Davy blinked at her, and then his other gawking minions.
“Hm? What’s got you all cowering? Out with it!” he said impatiently; Davy hated being in the dark almost as much as he loathed being in the sunlight.
“Sir, your son’s at school, sir. We, uh, had a couple officers give him a ride to—”
The pressure in the room changed in an instant. Every surface suddenly felt like sinking quicksand, even as it stayed unmoving.
“WHAT. DID. YOU. SAYYY?!” Davy roared in harrowing fury, casting aside his debonair persona like the skinsuit of a werewolf. “ON WHOSE ORDERS?!”
Captain Henchman nervously glanced at the mayor. Half of Hijack lurched with fear; the other half began to draft a sensible and legally sound will.
“W-well I may have rubber-stamped some business as usual downstairs while you were BUSY, Dave, but—”
“WE ARE NOT OPERATING UNDER BUSINESS AS USUAL, YOU IMBECILE! YOU SENT MY SON INTO THE WITCH’S WEB!!”

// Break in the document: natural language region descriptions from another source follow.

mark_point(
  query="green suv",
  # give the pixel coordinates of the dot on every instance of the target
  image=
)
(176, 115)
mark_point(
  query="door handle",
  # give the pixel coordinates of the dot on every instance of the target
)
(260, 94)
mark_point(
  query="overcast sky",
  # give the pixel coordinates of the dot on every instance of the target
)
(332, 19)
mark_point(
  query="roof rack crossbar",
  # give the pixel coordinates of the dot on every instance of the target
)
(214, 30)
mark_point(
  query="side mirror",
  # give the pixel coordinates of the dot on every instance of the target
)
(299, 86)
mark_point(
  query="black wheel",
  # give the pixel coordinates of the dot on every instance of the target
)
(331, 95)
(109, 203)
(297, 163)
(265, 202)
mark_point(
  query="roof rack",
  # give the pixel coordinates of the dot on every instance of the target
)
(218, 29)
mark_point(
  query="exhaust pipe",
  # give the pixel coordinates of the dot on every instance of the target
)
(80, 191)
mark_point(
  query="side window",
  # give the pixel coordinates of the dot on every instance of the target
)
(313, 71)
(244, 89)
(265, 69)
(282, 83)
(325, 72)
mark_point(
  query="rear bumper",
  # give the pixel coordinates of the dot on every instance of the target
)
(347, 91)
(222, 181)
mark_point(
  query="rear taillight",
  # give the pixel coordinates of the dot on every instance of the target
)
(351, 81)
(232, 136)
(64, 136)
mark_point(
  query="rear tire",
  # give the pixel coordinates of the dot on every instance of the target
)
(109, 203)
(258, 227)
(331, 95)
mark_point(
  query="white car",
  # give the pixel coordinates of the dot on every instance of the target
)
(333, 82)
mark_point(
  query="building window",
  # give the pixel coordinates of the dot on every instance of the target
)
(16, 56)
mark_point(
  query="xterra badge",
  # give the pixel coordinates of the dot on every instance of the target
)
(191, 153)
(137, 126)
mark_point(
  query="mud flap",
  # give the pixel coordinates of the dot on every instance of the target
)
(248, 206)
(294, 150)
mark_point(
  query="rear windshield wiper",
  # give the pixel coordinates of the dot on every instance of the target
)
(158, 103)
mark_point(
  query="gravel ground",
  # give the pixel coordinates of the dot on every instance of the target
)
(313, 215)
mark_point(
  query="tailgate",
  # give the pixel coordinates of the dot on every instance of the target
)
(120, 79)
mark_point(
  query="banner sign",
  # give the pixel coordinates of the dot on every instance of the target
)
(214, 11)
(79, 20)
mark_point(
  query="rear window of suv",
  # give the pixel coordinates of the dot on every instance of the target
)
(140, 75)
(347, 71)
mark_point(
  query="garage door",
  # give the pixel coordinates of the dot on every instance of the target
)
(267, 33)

The Hijacks gulped. Freeing Cody from captivity was the heroic thing to do, he’d thought. This way, even without getting grounded, Cody could maybe sneak away and meet his wolfmom instead of going into lockdown on the night she was and/or wasn’t herself. The Hijacks had surely done a noble deed... but was that noble deed to die for? Only time (specifically several short seconds) would tell.
Davy surged with spectral energy as he stormed closer, raising his haunted hook high. He shoved one fearful goon aside, then swiped at another who wasn’t even in his path. Where were his failsafes? His chain of command?! There was blame enough to go around and SLAUGHTER EVERYBODY!
“DID YOU THINK WE HOLD SIX MEETINGS EVERY MONTH ABOUT HIS SCHEDULE FOR FUN?! IT’S A FULL MOON TONIGHT, YOU PREPOSTEROUS FOOLS!!”
“I-is it, sir?” his secretary asked, squinting down at her notes in surprise.
Davy blanched in fear and fury. The Bayview reboot had muddled their vacuous minds! It had muddled his intricate CALENDAR! If he broke his promise—! If Shrike made good on her old threat, NOW, at this sensitive time—!
“I WANT A FERRY WAITING AT THE DOCKS! SOMEONE GET ME A CAR WITH TINTED WINDOWS RIGHT THIS INSTANT!! SOMEONE ELSE GET THE MAYOR OUT OF MY OFFICE AND BACK TO HIS SAD LITTLE LIFE UNTIL I’M HUNGRY!! PUT that GUN down, Captain! I do NOT need MORTAL BACKUP to face FAUXBIA—I have ENOUGH DEAD MINIONS ALREADY... or you’d ALL BE DEAD ALREADY!!”
“W-what about me, Davy?” Gage asked, rising from his chair. He was his strongest thrall. Surely there was something that—
“GO CLEAN UP YOUR OWN LOOSE ENDS!! That’s an ORDER! And that’s MR. JONES to you!” Davy snarled, forgetting he had ordered Gage to call him by his name. He remembered, though, the work he’d put into earning his loyalty (like two whole conversations!) and so he added the friendliest footnote he could muster in his rage: “I trust that you’ll take care of it in a manner that earns my approval... and doesn’t require still more of my precious time and attention!”
Davy swept out of his office like a bat out of a place he ought to be.